Problem ERROR:bokeh.server.protocol_handler:error handling message Message 'PATCH-DOC' (revision 1)

sebastiangonzalezv · October 1, 2019, 2:23am

hi i having problem with my app after upload a file when update a Select values out. my code is:

import pandas as pd
import bokeh
from bokeh.models import ColumnDataSource, Select, Slider
from bokeh.plotting import figure
import base64
from io import BytesIO
import numpy as np
from sklearn.preprocessing import StandardScaler
from sklearn import cluster
from sklearn.neighbors import kneighbors_graph
from bokeh.palettes import Paired6
from bokeh.server.server import Server


def Cluster(doc):
    def update_variable(attrname, old, new):
        x = data[x_data.value].values
        y = data[y_data.value].values
        algorithm = algorithm_select.value
        n_clusters = int(clusters_slider.value)
        quantile = float(quantile_slider.value)
        n_neighbors = int(neighbors_slider.value)
        x, y, y_pred = update_cluster(x, y, n_clusters, quantile, n_neighbors, algorithm)
        x, y, y_pred = update_cluster(x, y, n_clusters, quantile, n_neighbors, algorithm)
        colors = [spectral[i] for i in y_pred]
        source.data = dict(colors=colors, x=x, y=y)

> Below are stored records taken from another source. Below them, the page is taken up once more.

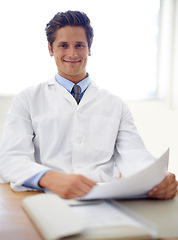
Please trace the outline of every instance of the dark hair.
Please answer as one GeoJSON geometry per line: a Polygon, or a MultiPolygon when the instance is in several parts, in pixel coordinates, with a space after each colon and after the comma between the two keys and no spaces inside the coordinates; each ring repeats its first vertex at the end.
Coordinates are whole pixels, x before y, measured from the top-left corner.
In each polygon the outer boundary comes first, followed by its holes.
{"type": "Polygon", "coordinates": [[[79,26],[83,27],[86,32],[86,37],[88,41],[88,47],[91,48],[93,41],[93,28],[90,25],[90,19],[83,12],[79,11],[67,11],[67,12],[58,12],[48,24],[46,24],[46,36],[50,44],[51,50],[53,42],[56,38],[56,31],[65,26],[79,26]]]}

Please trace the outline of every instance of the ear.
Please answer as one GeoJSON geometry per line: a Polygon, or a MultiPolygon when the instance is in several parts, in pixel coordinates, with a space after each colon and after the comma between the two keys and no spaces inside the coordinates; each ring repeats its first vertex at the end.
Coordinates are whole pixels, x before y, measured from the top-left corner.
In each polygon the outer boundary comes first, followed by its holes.
{"type": "Polygon", "coordinates": [[[54,56],[54,55],[53,55],[53,51],[52,51],[51,46],[50,46],[49,43],[48,43],[48,50],[49,50],[50,56],[53,57],[53,56],[54,56]]]}

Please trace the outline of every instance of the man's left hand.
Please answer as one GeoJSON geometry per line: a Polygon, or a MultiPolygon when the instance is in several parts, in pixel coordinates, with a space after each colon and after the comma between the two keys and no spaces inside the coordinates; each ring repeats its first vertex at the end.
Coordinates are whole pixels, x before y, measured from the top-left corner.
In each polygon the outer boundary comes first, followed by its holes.
{"type": "Polygon", "coordinates": [[[168,173],[166,178],[151,191],[148,197],[157,199],[172,199],[176,196],[178,182],[173,173],[168,173]]]}

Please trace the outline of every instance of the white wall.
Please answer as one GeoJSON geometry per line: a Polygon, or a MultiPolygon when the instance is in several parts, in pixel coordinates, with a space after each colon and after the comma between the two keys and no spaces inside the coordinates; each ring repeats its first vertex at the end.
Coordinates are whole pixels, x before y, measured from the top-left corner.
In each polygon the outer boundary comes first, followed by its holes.
{"type": "Polygon", "coordinates": [[[170,147],[169,171],[178,176],[178,110],[164,101],[128,101],[137,129],[148,150],[159,157],[170,147]]]}
{"type": "MultiPolygon", "coordinates": [[[[0,141],[13,96],[0,96],[0,141]]],[[[178,110],[164,101],[128,101],[135,124],[148,150],[158,156],[170,147],[169,170],[178,176],[178,110]]]]}

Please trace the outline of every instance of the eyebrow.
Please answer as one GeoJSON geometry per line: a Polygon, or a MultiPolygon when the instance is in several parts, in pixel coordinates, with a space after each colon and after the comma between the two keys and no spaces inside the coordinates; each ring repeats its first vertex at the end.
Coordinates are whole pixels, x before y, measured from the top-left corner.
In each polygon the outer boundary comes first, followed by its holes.
{"type": "MultiPolygon", "coordinates": [[[[61,44],[67,44],[68,42],[58,42],[58,45],[61,45],[61,44]]],[[[76,42],[77,44],[80,43],[80,44],[85,44],[86,45],[86,42],[82,42],[82,41],[77,41],[76,42]]]]}

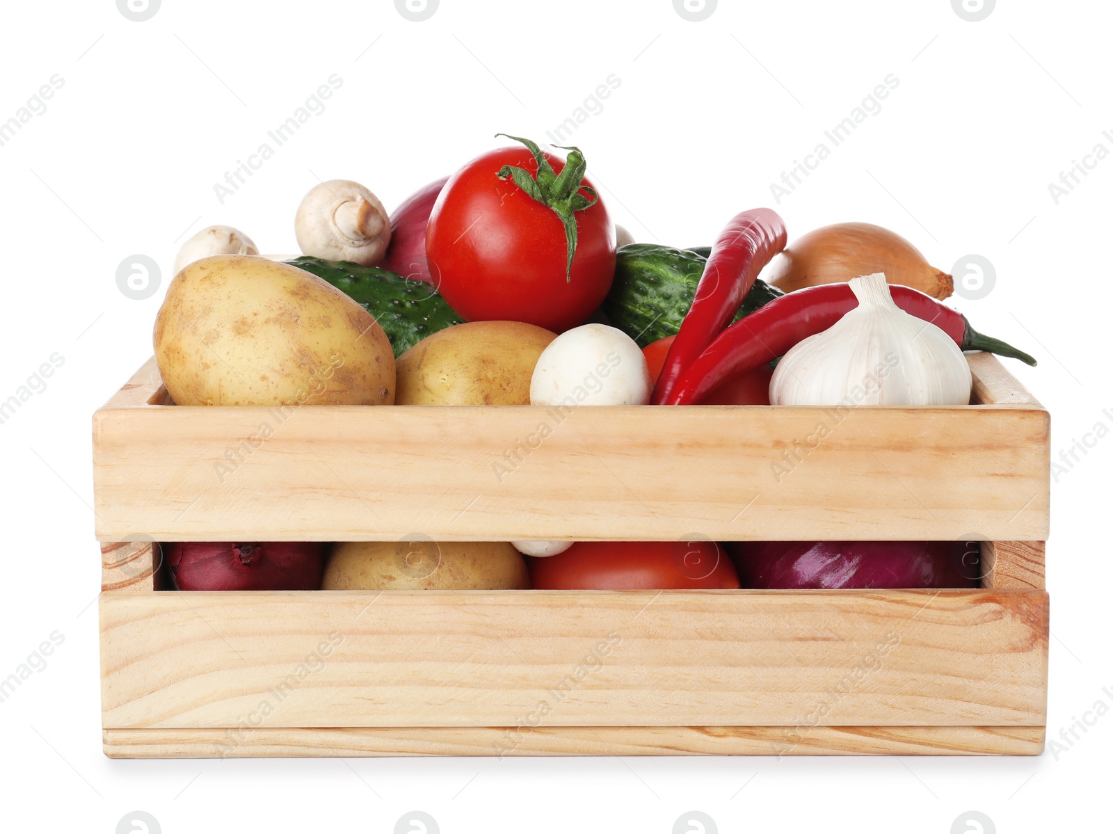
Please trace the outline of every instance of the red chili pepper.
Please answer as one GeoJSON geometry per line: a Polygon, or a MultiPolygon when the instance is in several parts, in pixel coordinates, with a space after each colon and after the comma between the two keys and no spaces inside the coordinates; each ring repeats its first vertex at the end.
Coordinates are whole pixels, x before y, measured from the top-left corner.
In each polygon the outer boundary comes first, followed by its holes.
{"type": "MultiPolygon", "coordinates": [[[[936,325],[964,351],[989,351],[1036,364],[1023,351],[978,333],[957,310],[918,290],[890,284],[889,293],[900,310],[936,325]]],[[[784,356],[792,345],[823,333],[856,306],[848,284],[825,284],[774,298],[716,338],[678,381],[668,404],[700,402],[723,381],[784,356]]]]}
{"type": "Polygon", "coordinates": [[[742,212],[727,224],[711,247],[691,308],[653,386],[654,405],[670,401],[680,377],[722,333],[758,273],[787,243],[785,222],[771,208],[742,212]]]}

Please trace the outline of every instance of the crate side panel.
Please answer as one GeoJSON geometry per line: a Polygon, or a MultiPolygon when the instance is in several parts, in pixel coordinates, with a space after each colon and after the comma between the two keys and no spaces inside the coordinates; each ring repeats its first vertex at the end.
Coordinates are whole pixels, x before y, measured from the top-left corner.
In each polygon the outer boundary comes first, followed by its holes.
{"type": "Polygon", "coordinates": [[[106,729],[112,758],[305,756],[1033,756],[1043,727],[286,727],[106,729]]]}
{"type": "Polygon", "coordinates": [[[1017,408],[175,408],[95,419],[101,540],[1046,539],[1017,408]]]}
{"type": "Polygon", "coordinates": [[[1045,724],[1043,591],[105,593],[106,728],[1045,724]]]}

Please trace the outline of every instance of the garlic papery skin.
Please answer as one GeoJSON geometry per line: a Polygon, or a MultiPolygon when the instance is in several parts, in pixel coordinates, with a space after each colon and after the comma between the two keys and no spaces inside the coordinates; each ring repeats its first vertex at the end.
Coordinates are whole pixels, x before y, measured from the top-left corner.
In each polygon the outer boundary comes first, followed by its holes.
{"type": "Polygon", "coordinates": [[[786,353],[774,405],[968,405],[971,369],[939,327],[900,310],[884,273],[849,282],[858,306],[786,353]]]}

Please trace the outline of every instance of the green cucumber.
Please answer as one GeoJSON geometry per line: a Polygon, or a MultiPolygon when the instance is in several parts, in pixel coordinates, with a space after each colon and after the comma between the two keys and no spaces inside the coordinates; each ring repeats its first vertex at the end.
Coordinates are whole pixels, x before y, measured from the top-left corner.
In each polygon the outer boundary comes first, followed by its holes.
{"type": "Polygon", "coordinates": [[[359,266],[346,261],[323,261],[303,255],[287,264],[324,278],[351,296],[375,316],[400,356],[425,336],[462,324],[447,302],[423,282],[407,281],[377,266],[359,266]]]}
{"type": "MultiPolygon", "coordinates": [[[[632,243],[618,252],[614,283],[603,302],[612,325],[639,347],[680,331],[680,323],[696,297],[696,287],[709,249],[674,249],[632,243]]],[[[785,293],[758,279],[742,300],[733,321],[749,315],[785,293]]]]}

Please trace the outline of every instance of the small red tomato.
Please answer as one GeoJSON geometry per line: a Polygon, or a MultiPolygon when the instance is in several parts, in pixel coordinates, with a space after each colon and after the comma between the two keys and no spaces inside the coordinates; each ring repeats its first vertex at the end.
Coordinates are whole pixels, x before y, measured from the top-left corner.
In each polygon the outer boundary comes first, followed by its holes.
{"type": "MultiPolygon", "coordinates": [[[[676,336],[666,336],[641,349],[646,364],[649,365],[649,377],[654,384],[657,377],[661,375],[664,357],[669,355],[669,347],[672,346],[674,338],[676,336]]],[[[700,405],[768,405],[771,379],[772,369],[769,365],[761,365],[727,380],[700,400],[700,405]]]]}
{"type": "Polygon", "coordinates": [[[489,151],[452,175],[429,218],[425,254],[434,286],[464,320],[559,333],[607,297],[614,224],[578,149],[565,161],[519,141],[525,147],[489,151]]]}
{"type": "Polygon", "coordinates": [[[713,541],[578,541],[526,561],[533,587],[543,590],[740,587],[730,557],[713,541]]]}

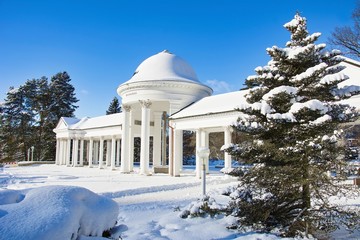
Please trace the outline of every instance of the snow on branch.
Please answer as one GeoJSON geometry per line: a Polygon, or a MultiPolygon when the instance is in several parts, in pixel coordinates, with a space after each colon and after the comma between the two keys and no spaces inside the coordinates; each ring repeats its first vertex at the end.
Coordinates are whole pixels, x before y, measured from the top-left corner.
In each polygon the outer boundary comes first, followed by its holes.
{"type": "Polygon", "coordinates": [[[319,110],[321,113],[326,113],[329,109],[325,104],[317,99],[312,99],[304,103],[294,103],[290,108],[290,113],[297,113],[303,108],[310,110],[319,110]]]}
{"type": "Polygon", "coordinates": [[[319,72],[324,71],[327,67],[328,67],[328,65],[326,63],[324,63],[324,62],[320,63],[314,67],[308,68],[305,72],[294,76],[291,79],[291,82],[302,81],[303,79],[312,77],[312,76],[318,74],[319,72]]]}
{"type": "Polygon", "coordinates": [[[270,90],[268,93],[266,93],[262,99],[263,100],[269,100],[270,98],[272,98],[274,95],[276,94],[279,94],[281,92],[285,92],[285,93],[288,93],[288,94],[291,94],[291,95],[296,95],[297,92],[298,92],[298,88],[296,87],[291,87],[291,86],[279,86],[279,87],[276,87],[272,90],[270,90]]]}

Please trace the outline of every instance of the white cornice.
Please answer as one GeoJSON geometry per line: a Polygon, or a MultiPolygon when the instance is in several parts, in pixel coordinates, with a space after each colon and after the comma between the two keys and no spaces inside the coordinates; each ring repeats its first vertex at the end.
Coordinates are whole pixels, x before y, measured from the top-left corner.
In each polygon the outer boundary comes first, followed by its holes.
{"type": "Polygon", "coordinates": [[[120,96],[122,96],[124,92],[128,92],[131,90],[138,90],[138,89],[159,90],[166,88],[201,89],[203,91],[206,91],[209,95],[211,95],[213,92],[213,90],[210,87],[201,83],[188,82],[188,81],[174,81],[174,80],[147,80],[147,81],[123,83],[118,87],[117,92],[120,96]]]}

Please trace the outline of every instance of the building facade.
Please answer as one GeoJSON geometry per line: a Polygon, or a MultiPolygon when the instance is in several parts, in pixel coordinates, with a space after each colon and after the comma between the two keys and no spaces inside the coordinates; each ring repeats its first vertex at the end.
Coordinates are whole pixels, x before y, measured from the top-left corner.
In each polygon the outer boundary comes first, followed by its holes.
{"type": "MultiPolygon", "coordinates": [[[[360,85],[360,63],[347,59],[345,85],[360,85]]],[[[212,95],[192,67],[182,58],[163,51],[143,61],[117,93],[122,112],[94,118],[60,119],[56,133],[56,164],[119,169],[130,173],[134,166],[134,139],[140,138],[139,173],[167,172],[180,176],[183,160],[183,131],[196,132],[196,149],[209,147],[209,134],[224,132],[231,143],[231,125],[239,117],[235,109],[245,101],[247,90],[212,95]],[[168,140],[167,140],[168,139],[168,140]],[[151,154],[151,155],[150,155],[151,154]],[[151,160],[151,161],[150,161],[151,160]]],[[[348,100],[360,108],[360,95],[348,100]]],[[[196,176],[201,161],[196,153],[196,176]]],[[[224,154],[224,168],[231,156],[224,154]]]]}

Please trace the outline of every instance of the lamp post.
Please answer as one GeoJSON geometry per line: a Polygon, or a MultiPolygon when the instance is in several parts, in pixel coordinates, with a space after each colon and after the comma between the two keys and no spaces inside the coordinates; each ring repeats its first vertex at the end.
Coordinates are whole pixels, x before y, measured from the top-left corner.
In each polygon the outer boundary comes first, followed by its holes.
{"type": "Polygon", "coordinates": [[[205,197],[206,196],[206,164],[205,164],[205,161],[209,158],[210,150],[208,147],[200,147],[197,150],[197,154],[202,159],[201,187],[202,187],[202,195],[203,195],[203,197],[205,197]]]}
{"type": "Polygon", "coordinates": [[[34,146],[31,146],[31,161],[34,161],[34,146]]]}
{"type": "Polygon", "coordinates": [[[30,148],[28,148],[27,161],[30,162],[30,148]]]}

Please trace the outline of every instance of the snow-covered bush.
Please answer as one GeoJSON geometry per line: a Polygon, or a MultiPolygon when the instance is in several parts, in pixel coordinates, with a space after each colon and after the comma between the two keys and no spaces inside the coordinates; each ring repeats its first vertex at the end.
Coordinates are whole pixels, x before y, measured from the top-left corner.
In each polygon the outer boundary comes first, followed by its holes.
{"type": "Polygon", "coordinates": [[[47,186],[0,191],[1,239],[78,239],[115,226],[116,202],[88,189],[47,186]]]}
{"type": "Polygon", "coordinates": [[[225,209],[226,206],[218,204],[214,198],[204,196],[203,198],[190,203],[185,210],[181,211],[179,217],[213,217],[217,214],[221,214],[225,209]]]}

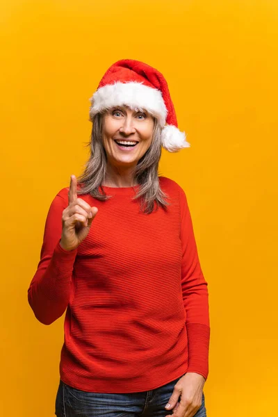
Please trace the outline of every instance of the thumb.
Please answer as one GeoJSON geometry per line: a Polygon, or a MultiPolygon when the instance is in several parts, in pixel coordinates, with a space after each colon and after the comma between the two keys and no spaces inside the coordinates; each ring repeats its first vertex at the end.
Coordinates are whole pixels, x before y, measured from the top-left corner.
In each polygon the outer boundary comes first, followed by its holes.
{"type": "Polygon", "coordinates": [[[180,395],[181,395],[181,393],[179,392],[179,389],[177,388],[174,387],[173,393],[172,393],[172,395],[170,396],[170,398],[169,398],[168,402],[165,405],[165,408],[167,409],[167,410],[172,410],[172,409],[177,403],[180,395]]]}
{"type": "Polygon", "coordinates": [[[92,224],[92,222],[94,220],[94,218],[95,218],[96,214],[98,211],[99,211],[99,209],[97,208],[97,207],[91,207],[92,217],[90,218],[89,218],[88,221],[88,225],[89,227],[92,224]]]}

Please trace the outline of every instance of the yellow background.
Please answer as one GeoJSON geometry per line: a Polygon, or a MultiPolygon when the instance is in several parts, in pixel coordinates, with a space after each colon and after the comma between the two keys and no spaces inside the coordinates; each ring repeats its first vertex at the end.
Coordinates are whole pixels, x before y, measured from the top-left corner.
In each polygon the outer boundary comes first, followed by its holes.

    def update_dataframe(attrname, old, new):
        csv = base64.b64decode(select_data.value)
        data = pd.read_csv(BytesIO(csv))
        x_data.options = data.columns.to_list()
        y_data.options = data.columns.to_list()
        x_data.value = data.columns[0]
        y_data.value = data.columns[0]
        x = data[x_data.value].values
        y = data[y_data.value].values
        # x_data.update(options=data.columns.to_list(), value=data.columns[0])
        # y_data.update(options=data.columns.to_list(), value=data.columns[1])
        algorithm = algorithm_select.value
        n_clusters = int(clusters_slider.value)
        quantile = float(quantile_slider.value)
        n_neighbors = int(neighbors_slider.value)
        x, y, y_pred = update_cluster(x, y, n_clusters, quantile, n_neighbors, algorithm)
        colors = [spectral[i] for i in y_pred]
        source.data = dict(colors=colors, x=x, y=y)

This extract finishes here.